MODALIDADE PREOCUPA EMPRESAS DE ÔNIBUS:
Em todo o País, as empresas de ônibus se dizem preocupadas com modalidades de compartilhamento de carros por aplicativos como o “Uber Juntos”.
O assunto não é de agora.
Em novembro do ano passado, durante a 74ª Reunião Geral da FNP (Frente Nacional de Prefeitos), que ocorreu em São Caetano do Sul, no ABC Paulista, a NTU (Associação Nacional das Empresas de Transportes Urbanos), entidade que reúne mais de 500 viações, informou que as empresas de ônibus já perderam 5% dos passageiros para aplicativos como Uber e 99 em algumas cidades do Brasil.
A associação escreveu uma carta aberta aos prefeitos de todo o País solicitando que protejam o transporte coletivo do que consideram “concorrência desleal” criada por modalidades de transporte por aplicativo para mais de uma pessoa, como o Uber Juntos e o Pool +, da 99.
Conforme publicado pelo Diário do Transporte no dia 22 de novembro de 2018, as empresas de ônibus da cidade de São Paulo já demonstram insatisfação com a modalidade “Uber Juntos”. O SPUrbanuss, que é o sindicato que representa as companhias do subsistema estrutural (ônibus maiores com linhas que passam pelo centro da cidade), protocolou uma carta ao então secretário municipal de Mobilidade e Transportes, João Octaviano Machado Neto, pedindo que a prefeitura proíba a modalidade e a classifique como “transporte ilegal”.

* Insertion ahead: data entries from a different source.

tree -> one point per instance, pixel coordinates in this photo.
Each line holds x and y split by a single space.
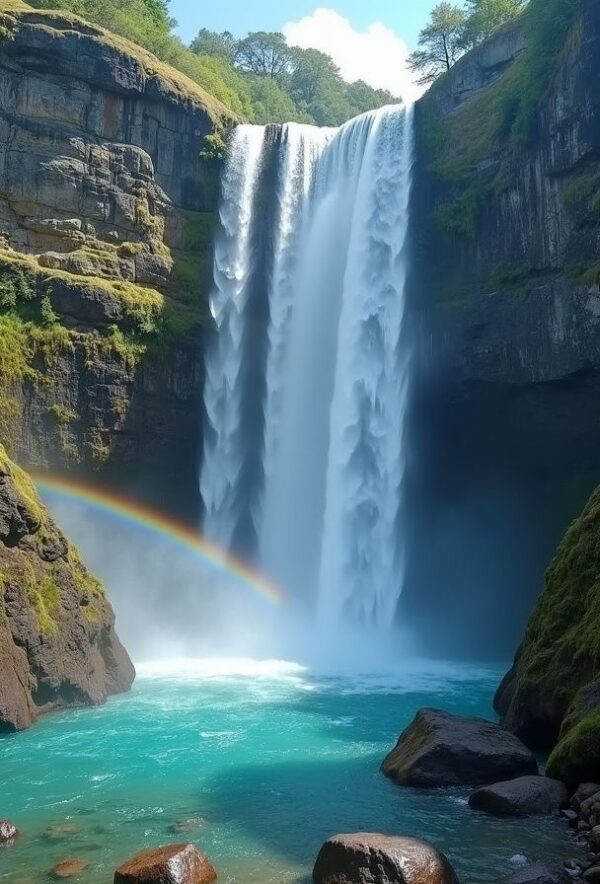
486 16
442 43
223 45
264 53
312 71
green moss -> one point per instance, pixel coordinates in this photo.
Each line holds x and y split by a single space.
561 649
576 758
472 149
44 597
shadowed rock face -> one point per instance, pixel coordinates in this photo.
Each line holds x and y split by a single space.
58 646
175 864
523 796
379 859
440 749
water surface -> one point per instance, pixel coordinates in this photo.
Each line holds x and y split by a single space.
262 761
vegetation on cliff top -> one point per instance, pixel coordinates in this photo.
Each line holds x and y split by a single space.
258 78
473 146
39 576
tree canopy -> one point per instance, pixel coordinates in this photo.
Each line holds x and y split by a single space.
452 29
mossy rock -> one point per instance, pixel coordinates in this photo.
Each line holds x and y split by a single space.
560 653
576 758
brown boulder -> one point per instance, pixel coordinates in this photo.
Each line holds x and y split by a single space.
524 796
175 864
69 868
381 859
8 832
440 749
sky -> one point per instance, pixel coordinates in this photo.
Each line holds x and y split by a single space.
368 39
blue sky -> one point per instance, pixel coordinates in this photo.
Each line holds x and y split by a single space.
404 17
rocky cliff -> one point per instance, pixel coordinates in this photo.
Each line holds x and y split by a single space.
58 647
505 304
107 199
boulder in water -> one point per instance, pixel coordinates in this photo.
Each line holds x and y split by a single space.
367 858
539 874
524 796
174 864
440 749
8 832
69 868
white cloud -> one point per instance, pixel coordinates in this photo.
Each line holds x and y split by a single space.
376 55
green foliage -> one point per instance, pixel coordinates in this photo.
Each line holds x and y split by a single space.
576 758
441 43
285 84
47 312
487 16
461 216
561 649
146 22
214 149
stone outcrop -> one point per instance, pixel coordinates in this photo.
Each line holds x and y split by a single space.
523 796
441 749
549 691
505 304
175 864
381 859
8 832
539 874
58 646
106 217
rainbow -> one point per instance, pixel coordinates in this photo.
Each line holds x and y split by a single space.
147 519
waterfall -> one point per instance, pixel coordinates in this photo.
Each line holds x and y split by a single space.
327 516
223 390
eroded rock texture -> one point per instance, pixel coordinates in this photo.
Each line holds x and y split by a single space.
58 646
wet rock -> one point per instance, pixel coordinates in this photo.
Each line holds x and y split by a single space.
583 795
8 832
440 749
523 796
175 864
539 874
69 868
380 859
61 831
184 827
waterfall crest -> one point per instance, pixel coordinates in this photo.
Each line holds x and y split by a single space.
326 515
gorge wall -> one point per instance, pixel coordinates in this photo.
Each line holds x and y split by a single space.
107 201
505 306
58 647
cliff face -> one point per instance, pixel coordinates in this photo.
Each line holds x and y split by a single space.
106 214
58 647
513 217
505 307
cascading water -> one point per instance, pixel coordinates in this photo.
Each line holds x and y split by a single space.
327 515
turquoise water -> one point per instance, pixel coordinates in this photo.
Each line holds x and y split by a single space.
261 761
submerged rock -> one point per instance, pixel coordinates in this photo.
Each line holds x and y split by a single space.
524 796
8 832
440 749
367 858
174 864
70 867
539 874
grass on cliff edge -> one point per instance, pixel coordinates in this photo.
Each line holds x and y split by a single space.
561 649
576 758
179 72
471 150
42 580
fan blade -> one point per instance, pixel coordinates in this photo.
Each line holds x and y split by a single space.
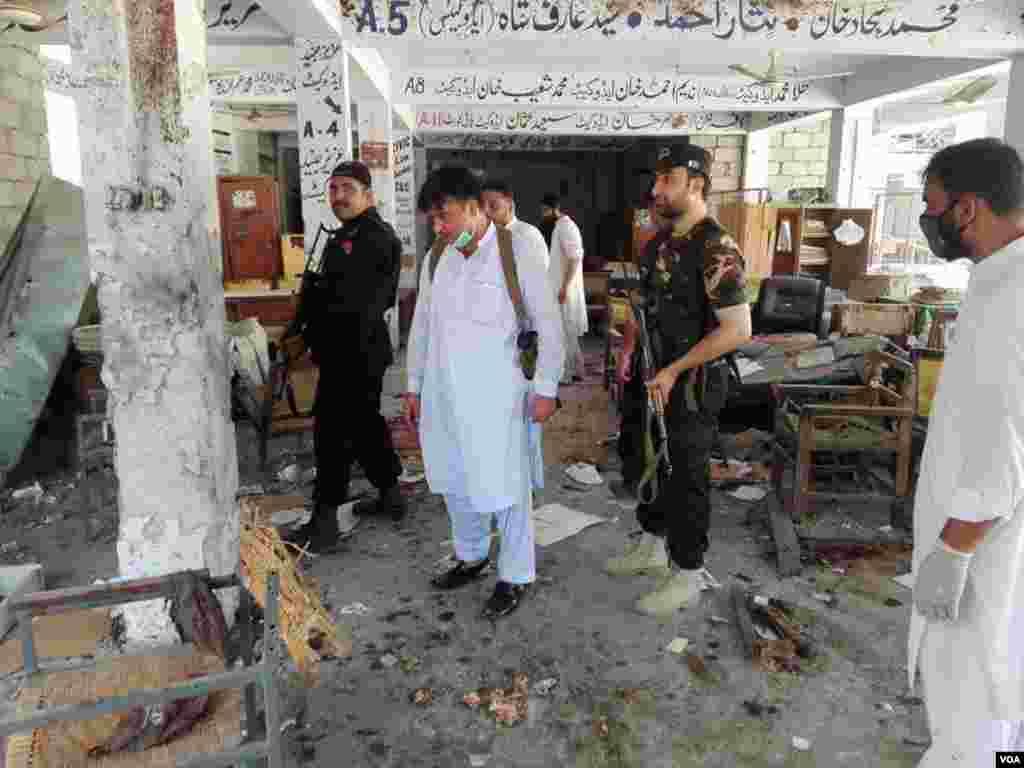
759 77
823 77
972 91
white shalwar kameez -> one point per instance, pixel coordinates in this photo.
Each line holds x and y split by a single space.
973 470
474 420
566 238
532 236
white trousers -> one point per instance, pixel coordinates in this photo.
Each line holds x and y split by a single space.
471 534
964 732
573 352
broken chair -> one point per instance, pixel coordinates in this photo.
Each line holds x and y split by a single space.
283 404
829 435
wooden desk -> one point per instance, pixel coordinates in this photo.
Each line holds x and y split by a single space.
269 307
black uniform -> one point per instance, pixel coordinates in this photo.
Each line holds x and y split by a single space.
684 281
343 317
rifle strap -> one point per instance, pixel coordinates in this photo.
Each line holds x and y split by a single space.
508 267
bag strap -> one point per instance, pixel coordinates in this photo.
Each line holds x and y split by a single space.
507 255
511 275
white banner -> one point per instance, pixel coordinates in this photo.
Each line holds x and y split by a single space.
645 91
578 122
325 135
918 28
404 190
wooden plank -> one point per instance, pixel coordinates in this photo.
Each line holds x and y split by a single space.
738 598
786 543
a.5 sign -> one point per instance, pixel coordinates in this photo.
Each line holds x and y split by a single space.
397 22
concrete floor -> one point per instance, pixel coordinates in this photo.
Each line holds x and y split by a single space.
621 699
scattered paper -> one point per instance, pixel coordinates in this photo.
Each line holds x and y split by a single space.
801 743
553 522
678 646
545 687
905 581
411 476
747 367
586 474
32 492
749 493
358 609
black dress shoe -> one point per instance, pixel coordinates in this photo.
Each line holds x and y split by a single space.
460 576
505 600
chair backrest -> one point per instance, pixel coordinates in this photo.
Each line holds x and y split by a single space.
790 304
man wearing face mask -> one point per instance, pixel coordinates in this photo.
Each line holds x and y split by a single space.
467 392
345 330
695 310
499 205
967 627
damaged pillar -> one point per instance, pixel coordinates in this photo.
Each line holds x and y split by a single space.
146 167
325 131
1014 125
375 150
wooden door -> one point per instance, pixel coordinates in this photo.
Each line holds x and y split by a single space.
250 226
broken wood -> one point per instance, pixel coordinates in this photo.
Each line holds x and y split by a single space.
743 620
786 542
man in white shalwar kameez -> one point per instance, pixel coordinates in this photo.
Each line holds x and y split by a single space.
467 392
565 273
499 205
967 627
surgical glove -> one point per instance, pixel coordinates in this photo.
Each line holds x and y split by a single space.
940 582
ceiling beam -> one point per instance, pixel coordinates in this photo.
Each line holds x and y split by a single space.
920 28
883 81
645 90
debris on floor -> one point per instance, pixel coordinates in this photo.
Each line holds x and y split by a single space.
508 706
423 696
357 609
678 646
585 474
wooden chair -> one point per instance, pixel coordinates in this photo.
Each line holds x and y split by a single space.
833 430
283 404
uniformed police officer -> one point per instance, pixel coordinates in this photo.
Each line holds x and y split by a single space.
341 317
696 311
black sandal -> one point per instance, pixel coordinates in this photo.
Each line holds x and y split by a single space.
460 576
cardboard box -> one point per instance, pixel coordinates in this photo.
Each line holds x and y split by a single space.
872 287
14 582
858 318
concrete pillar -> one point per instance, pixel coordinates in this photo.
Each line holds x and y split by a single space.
849 140
325 130
756 160
374 132
147 173
1014 126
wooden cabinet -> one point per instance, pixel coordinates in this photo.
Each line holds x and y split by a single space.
811 249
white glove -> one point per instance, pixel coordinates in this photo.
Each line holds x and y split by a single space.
940 582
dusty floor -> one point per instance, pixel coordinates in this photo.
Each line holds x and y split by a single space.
620 699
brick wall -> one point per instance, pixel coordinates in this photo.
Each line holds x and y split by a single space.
25 147
727 151
799 158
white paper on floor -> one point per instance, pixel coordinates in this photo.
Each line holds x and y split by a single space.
585 473
553 522
905 581
749 493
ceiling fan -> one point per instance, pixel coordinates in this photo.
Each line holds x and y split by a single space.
970 92
775 75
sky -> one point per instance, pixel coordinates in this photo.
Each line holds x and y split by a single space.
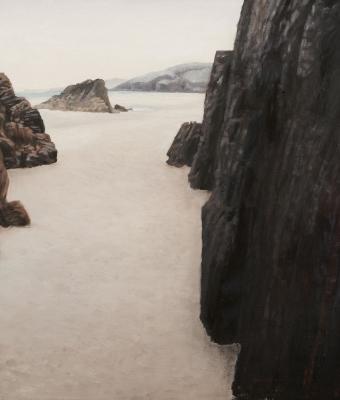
54 43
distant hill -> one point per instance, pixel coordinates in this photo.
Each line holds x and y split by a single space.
193 77
31 93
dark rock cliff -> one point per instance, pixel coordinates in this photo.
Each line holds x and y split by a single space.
202 174
185 145
23 143
271 229
23 140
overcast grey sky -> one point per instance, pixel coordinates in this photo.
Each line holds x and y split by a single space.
52 43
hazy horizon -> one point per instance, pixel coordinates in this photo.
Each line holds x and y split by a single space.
54 43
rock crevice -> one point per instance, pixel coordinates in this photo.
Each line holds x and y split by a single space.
23 143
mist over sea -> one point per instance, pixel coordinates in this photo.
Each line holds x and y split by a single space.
104 285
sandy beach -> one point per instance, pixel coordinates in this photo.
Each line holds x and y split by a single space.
99 298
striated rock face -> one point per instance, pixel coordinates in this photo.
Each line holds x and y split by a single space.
196 144
23 143
202 174
185 145
88 96
23 140
192 77
271 229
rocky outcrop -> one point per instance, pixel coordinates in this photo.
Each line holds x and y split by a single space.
23 140
192 77
87 96
271 255
185 145
23 143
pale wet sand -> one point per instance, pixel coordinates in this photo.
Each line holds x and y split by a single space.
99 298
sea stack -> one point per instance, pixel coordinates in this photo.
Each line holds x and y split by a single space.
270 259
23 139
87 96
23 143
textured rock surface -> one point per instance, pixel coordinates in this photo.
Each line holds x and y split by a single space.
87 96
23 140
192 77
184 147
202 174
271 229
12 213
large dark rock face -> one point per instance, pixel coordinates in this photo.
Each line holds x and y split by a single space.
88 96
271 229
202 174
23 140
23 143
185 145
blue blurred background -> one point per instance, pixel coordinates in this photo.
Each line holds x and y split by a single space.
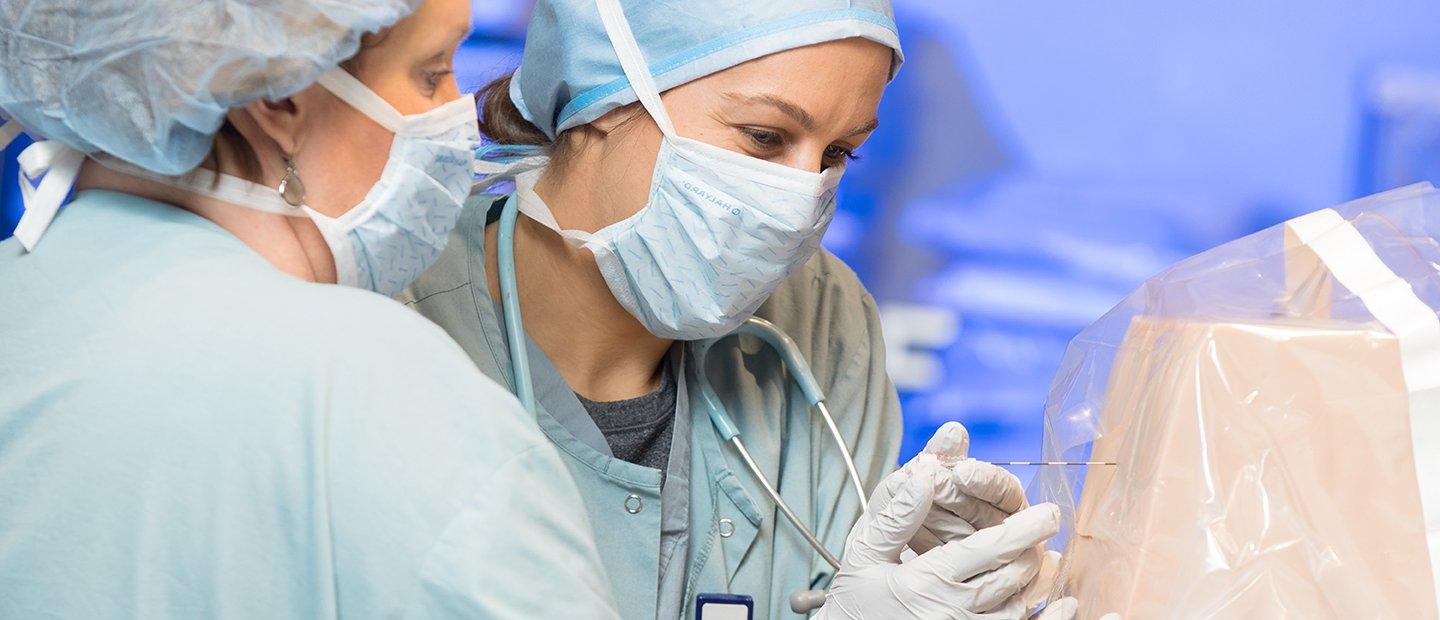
1038 160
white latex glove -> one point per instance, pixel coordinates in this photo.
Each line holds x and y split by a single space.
969 495
990 574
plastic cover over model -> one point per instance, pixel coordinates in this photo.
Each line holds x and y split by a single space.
1272 409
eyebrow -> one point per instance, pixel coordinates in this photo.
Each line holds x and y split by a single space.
785 107
797 112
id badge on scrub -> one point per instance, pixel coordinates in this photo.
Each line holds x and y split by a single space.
725 607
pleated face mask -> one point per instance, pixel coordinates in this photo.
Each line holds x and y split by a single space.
402 223
719 232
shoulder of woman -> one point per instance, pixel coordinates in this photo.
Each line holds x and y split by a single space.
825 308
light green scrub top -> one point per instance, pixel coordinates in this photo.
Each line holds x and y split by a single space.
733 538
187 432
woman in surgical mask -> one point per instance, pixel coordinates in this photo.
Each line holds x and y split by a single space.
195 419
674 166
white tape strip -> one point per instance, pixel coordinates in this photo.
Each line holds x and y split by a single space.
632 62
1396 305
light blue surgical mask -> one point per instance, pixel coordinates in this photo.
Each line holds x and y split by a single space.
402 223
719 232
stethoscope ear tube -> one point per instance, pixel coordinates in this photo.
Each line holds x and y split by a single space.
804 377
510 304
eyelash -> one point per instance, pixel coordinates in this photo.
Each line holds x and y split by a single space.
765 140
432 78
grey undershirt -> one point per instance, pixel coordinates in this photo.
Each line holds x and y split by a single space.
640 429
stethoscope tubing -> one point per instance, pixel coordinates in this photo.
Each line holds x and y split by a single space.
784 344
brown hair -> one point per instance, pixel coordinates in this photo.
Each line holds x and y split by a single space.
229 144
501 121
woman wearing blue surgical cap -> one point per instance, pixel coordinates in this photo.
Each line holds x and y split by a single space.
676 166
195 420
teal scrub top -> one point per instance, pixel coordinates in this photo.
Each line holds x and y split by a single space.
187 432
733 538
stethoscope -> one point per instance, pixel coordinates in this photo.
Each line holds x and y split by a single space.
725 425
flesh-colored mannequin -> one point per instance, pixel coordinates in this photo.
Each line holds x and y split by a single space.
1265 471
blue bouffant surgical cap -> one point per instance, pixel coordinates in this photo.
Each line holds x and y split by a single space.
570 75
150 81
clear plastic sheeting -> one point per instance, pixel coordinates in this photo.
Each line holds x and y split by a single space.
1272 407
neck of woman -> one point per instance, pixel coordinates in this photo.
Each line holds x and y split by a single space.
601 350
293 245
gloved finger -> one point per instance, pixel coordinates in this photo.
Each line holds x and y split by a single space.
949 443
941 527
972 511
1011 610
1044 580
979 495
946 446
882 532
1063 609
990 484
990 548
992 589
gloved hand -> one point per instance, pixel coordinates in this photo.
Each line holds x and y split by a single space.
988 574
969 495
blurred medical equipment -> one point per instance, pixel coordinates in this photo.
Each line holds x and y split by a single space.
1275 404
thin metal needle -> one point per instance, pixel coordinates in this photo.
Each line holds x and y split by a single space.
1051 462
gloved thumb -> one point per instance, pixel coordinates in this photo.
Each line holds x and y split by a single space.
951 443
883 531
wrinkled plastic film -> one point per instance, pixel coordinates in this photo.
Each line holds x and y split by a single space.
1266 403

O documento é assinado pelo presidente da entidade, Francisco Christovam, e ainda pede fiscalização com maior rigor sobre a Uber e a intervenção do Ministério Público do Estado de São Paulo.
O QUE DIZ A PREFEITURA DE SÃO PAULO:
Em nota ao Diário do Transporte, Secretaria Municipal de Mobilidade e Transporte disse nesta terça-feira, 16 de julho de 2019, que não comenta pesquisas que não conhece a metodologia e que, na cidade, o transporte por aplicativos é regulamentado.
A Secretaria Municipal de Mobilidade e Transporte (SMT) não comenta pesquisas cujo conteúdo e metodologia não sejam de conhecimento de seu corpo técnico. A SMT ainda esclarece que o transporte de passageiros por aplicativo possui regulamentação municipal cujo objetivo é melhorar a segurança dos motoristas e dos passageiros que utilizam transporte por aplicativos.
O QUE DIZ A UBER:
A empresa Uber diz desconhecer a metodologia da pesquisa, considerou pequena a amostragem para que haja conclusões e ainda afirmou que a modalidade “Uber Juntos” pelo fato de circular somente em regiões centrais não concorre, mas complementa o transporte público.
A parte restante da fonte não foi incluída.